2. Melakukan aksi terorisme dengan peledakan bom dan pembunuhan diam-diam terhadap sasaran selektif.

3. Aksi terorisme diharapkan menjadikan masyarakat panik dan timbul kekacauan atau konflik (chaos) seperti di Ambon, Maluku Utara dan Poso.

4. Melakukan gerilya melakukan serangan terhadap pos polisi / militer.
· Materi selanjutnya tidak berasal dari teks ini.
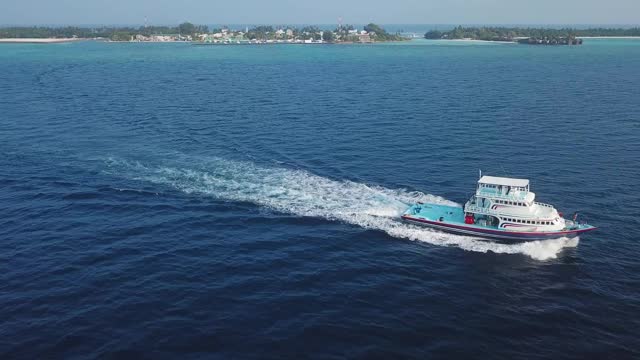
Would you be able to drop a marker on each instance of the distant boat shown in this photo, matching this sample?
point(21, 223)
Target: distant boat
point(501, 208)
Serangan tersebut dimaksudkan untuk menimbulkan deligitimasi wibawa pemerintah, sehingga mereka dapat terus melakukan rekrutmen anggota yang lebih luas dan dapat menarik dukungan publik.

5. Melakukan gerilya kota dan hutan, serangan teror makin insentif seperti yang terjadi di irak, Afganistan dan Pakistan.

6. Menarik jaringan internasional masuk jihad di Indonesia

7. Mengambil  alih kekuasaan dan tegakkan Daulah Islam.


KELOMPOK PELAKU TERORIS


Kelompok pelaku terorisme di Indonesia dapat dikelompokkan menjadi tiga, yaitu :

1.  Gerakan Separatis (Gerakan Aceh Merdeka /GAM)

Tujuan serangan yang dilakukan untuk menimbulkan kekacauan dan menyebabkan ketidakstabilan NKRI.

Targetnya adalah bangunan pemerintah, instalasi-instalasi penting, wilayah umum dan pusat belanja.

2.  Kelompok lain dengan alasan-alasan yang bersifat insividu.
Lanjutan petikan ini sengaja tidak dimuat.